Wow, this tells me once again that one has to be careful in mathematics.

3
On

If I understand your argument correctly, the issue does not appear to be in your math but rather the algorithmic implications. You're saying that you'll only draw a sample from the stationary distribution as $k\to\infty$, so basically you'll never know when to stop mixing and thus you can't guarantee an exact sample.

The key part of coupling from the past is that you "re-use" the randomness. For instance, instead of your $f_t(X)$ where $X$ is random, you have $f_t(x,U_t)$ where the $U_t$ are sampled once each. Then you basically start a chain "from the past" starting at each state $x$. If all chains couple by the time you get to $t=0$, you know you're at the stationary distribution.

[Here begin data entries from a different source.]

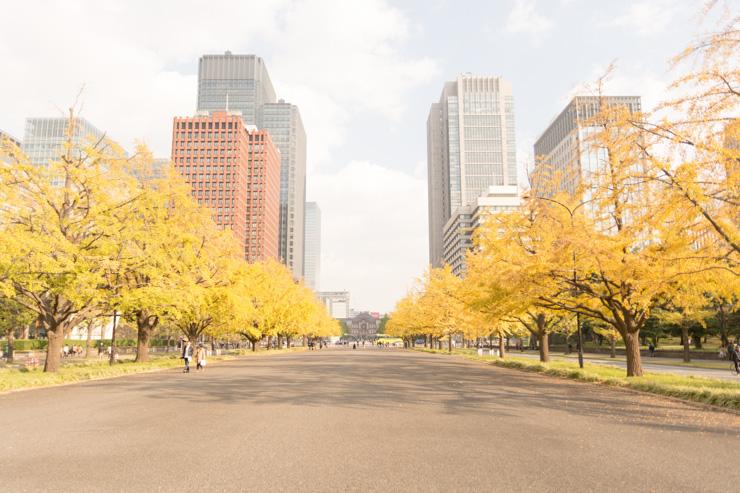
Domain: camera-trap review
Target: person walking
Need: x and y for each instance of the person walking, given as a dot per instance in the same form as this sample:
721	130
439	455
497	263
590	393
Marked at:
200	357
187	354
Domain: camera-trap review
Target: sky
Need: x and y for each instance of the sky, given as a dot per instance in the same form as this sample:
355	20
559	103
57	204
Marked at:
362	72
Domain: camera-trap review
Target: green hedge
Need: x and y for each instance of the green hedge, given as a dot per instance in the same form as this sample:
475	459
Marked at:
40	344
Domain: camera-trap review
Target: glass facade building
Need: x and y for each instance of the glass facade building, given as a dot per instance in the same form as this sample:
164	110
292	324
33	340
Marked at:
563	155
234	82
283	121
312	259
471	146
44	137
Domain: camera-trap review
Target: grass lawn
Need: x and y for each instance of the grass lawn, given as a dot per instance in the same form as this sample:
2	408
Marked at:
92	369
708	364
716	392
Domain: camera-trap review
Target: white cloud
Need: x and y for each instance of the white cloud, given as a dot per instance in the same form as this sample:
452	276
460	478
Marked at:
336	60
648	17
631	80
524	19
140	70
374	238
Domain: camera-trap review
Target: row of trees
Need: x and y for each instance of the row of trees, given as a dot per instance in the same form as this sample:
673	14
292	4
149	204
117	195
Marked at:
652	230
95	233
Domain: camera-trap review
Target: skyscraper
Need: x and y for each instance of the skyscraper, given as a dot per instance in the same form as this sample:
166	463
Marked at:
44	137
312	264
563	153
242	83
234	82
283	121
470	146
234	170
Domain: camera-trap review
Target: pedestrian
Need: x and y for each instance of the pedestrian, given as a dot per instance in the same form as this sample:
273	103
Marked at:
200	357
187	354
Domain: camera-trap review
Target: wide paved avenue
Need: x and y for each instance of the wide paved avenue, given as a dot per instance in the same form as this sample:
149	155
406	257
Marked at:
365	420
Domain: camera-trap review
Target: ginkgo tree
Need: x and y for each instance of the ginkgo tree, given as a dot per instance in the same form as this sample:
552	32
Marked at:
61	225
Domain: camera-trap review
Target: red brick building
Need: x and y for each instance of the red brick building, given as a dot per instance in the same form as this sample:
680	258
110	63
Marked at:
235	171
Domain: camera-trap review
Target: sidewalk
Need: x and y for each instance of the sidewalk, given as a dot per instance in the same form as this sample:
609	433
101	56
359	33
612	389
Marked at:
706	368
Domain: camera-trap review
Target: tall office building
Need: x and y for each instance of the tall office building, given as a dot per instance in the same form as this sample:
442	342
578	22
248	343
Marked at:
44	137
460	227
283	121
7	139
234	82
563	154
13	140
312	263
242	83
235	171
470	147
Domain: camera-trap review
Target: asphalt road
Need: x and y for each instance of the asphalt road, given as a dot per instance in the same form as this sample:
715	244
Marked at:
365	420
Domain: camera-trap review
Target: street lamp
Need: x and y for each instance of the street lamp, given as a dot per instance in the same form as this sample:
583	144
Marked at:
112	356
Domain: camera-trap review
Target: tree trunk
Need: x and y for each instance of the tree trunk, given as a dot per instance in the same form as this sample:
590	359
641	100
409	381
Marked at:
686	346
113	340
697	341
612	347
632	351
145	324
544	346
54	349
9	357
88	341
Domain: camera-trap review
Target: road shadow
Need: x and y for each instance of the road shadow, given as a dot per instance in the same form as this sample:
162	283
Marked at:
374	379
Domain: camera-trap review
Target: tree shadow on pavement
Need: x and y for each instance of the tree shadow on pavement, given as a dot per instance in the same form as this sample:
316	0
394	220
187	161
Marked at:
387	379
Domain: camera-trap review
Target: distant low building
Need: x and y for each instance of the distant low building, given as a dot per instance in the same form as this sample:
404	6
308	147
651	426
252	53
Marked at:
363	326
460	227
331	299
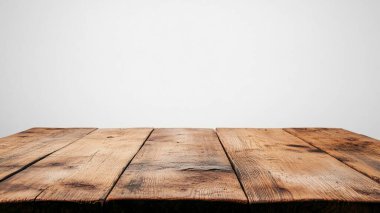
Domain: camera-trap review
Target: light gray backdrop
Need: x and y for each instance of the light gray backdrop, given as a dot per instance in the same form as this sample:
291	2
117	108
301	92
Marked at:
214	63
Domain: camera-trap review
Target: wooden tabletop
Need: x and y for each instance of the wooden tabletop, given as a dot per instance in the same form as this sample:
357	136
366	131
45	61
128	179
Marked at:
189	170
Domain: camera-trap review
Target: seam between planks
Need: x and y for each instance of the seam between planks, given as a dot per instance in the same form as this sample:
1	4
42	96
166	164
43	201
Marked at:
42	157
332	156
103	200
232	166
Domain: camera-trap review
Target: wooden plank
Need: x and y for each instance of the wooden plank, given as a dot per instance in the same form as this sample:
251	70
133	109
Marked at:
358	151
179	165
22	149
84	171
275	166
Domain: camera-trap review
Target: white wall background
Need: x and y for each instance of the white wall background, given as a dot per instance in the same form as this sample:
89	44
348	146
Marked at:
214	63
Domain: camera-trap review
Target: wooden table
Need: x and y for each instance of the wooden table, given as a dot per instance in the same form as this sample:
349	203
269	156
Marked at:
189	170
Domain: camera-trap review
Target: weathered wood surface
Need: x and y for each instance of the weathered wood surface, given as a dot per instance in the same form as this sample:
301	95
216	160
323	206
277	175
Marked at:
180	164
358	151
275	166
188	170
84	171
22	149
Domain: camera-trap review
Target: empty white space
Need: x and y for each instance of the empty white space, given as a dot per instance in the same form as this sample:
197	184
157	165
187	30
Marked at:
179	63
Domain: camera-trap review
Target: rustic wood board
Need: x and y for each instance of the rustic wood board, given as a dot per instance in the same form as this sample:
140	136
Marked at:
275	166
22	149
180	164
84	171
189	170
358	151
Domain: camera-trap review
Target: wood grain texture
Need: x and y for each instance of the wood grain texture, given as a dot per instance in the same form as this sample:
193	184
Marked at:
180	164
358	151
22	149
84	171
275	166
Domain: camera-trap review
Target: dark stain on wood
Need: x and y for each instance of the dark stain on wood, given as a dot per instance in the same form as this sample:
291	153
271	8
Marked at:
134	185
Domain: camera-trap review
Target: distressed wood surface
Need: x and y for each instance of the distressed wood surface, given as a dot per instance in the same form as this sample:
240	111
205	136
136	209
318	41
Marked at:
358	151
84	171
180	164
22	149
189	170
275	166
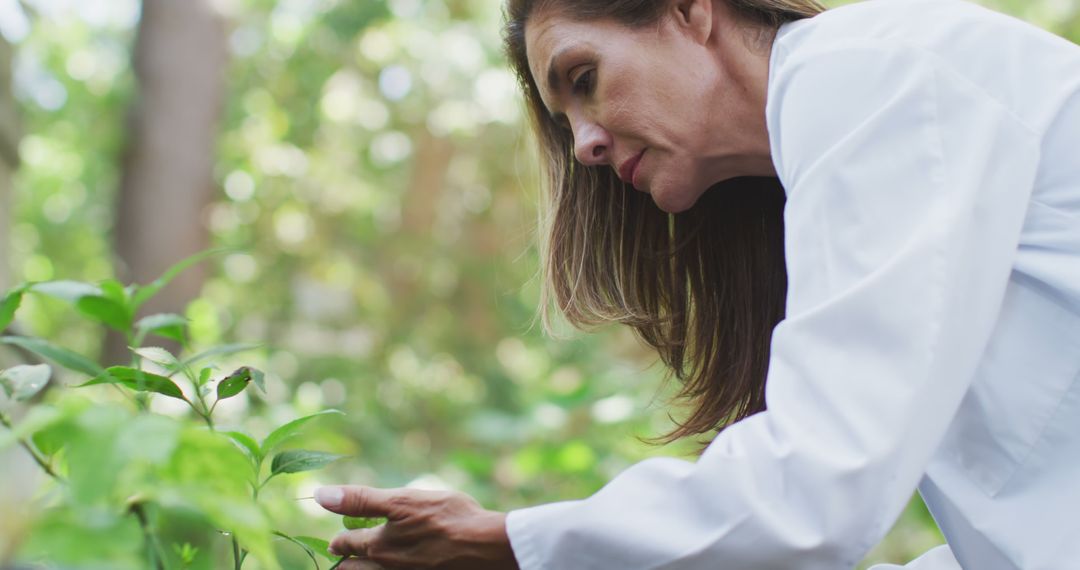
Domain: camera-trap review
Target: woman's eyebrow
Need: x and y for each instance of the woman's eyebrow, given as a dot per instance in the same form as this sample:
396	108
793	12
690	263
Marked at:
553	79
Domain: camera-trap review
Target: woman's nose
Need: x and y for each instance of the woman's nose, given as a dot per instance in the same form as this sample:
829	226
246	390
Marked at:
591	144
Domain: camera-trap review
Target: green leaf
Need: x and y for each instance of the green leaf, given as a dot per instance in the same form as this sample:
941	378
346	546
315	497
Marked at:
23	382
10	304
318	545
289	430
145	293
247	445
64	357
355	523
105	311
259	379
234	383
68	290
300	460
302	542
224	350
157	355
138	380
169	325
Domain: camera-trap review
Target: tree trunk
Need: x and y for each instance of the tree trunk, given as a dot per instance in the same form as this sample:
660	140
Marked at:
9	159
179	59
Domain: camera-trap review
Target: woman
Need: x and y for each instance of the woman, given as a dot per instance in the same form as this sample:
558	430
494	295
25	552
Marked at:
928	151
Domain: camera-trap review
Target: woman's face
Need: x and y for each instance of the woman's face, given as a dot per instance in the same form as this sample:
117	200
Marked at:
656	104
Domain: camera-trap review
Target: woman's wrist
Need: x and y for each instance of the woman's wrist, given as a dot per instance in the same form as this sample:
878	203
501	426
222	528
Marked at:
494	542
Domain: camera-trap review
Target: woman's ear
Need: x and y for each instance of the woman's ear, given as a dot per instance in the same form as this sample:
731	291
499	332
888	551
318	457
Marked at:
696	17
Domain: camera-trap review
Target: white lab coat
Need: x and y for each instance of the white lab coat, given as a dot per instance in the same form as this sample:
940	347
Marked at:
930	150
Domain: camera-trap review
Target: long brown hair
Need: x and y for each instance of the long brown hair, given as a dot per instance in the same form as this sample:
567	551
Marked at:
704	287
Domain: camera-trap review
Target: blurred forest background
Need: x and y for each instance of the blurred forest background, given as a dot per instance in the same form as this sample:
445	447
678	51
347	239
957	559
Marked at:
368	165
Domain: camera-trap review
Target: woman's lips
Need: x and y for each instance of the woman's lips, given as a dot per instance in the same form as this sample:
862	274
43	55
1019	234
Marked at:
629	170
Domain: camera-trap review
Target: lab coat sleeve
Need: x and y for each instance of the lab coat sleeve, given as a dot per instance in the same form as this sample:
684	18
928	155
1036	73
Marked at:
907	188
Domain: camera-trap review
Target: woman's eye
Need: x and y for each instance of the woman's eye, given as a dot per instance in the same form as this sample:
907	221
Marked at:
583	84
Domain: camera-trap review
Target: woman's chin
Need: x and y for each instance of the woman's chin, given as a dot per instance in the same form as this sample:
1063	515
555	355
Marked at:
673	201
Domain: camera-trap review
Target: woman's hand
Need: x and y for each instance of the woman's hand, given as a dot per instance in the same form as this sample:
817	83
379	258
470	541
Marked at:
424	530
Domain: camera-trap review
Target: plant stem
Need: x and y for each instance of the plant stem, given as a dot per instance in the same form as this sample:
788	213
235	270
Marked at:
157	558
38	458
237	559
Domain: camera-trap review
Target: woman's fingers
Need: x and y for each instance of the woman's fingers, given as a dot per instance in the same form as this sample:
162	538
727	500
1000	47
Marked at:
353	542
358	564
356	500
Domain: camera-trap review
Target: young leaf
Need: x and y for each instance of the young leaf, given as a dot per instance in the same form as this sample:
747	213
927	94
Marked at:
302	542
138	380
143	294
23	382
355	523
259	379
9	304
68	290
287	431
157	355
105	311
319	545
64	357
246	444
169	325
234	383
299	460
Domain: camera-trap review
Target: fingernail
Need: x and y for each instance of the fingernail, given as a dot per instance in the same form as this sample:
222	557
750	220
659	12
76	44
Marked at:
329	497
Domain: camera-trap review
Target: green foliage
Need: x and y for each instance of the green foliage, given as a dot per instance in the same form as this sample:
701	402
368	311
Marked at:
352	523
122	472
381	252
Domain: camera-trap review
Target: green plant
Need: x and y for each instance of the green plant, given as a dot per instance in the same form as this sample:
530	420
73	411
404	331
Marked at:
131	485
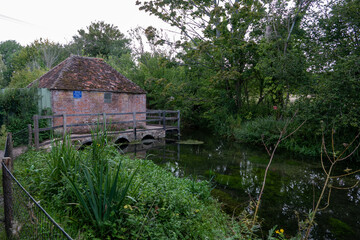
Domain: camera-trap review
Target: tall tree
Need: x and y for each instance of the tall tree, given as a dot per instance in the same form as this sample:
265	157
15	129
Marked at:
218	37
102	39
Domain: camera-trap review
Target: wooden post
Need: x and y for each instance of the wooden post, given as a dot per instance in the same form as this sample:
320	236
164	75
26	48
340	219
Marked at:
8	197
104	122
36	131
134	124
30	135
164	120
64	125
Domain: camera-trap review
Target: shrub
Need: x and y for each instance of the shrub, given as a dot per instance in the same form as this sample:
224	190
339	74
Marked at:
98	193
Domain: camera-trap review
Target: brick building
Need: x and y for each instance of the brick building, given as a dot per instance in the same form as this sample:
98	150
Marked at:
83	85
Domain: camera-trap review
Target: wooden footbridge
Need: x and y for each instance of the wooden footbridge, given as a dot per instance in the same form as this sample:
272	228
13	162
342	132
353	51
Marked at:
120	127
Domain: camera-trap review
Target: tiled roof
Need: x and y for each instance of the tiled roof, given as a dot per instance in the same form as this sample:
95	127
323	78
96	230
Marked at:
86	74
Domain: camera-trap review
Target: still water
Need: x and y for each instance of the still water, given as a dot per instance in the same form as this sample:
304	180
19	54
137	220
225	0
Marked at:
237	170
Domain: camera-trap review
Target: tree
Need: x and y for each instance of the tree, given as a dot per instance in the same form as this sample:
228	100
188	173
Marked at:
102	39
216	37
8	50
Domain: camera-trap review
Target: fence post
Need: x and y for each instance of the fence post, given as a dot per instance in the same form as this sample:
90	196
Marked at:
30	135
104	121
179	122
36	131
8	198
134	124
64	125
164	120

Otherwise, you restart from further in the past, but you reuse the same $U_t$ as previously (for the timesteps you already saw) so this part of the chain, given your previous run, is deterministic.

This way, if you find a good coupling, you can get a nice bound on the expected running time while ensuring an exact sample.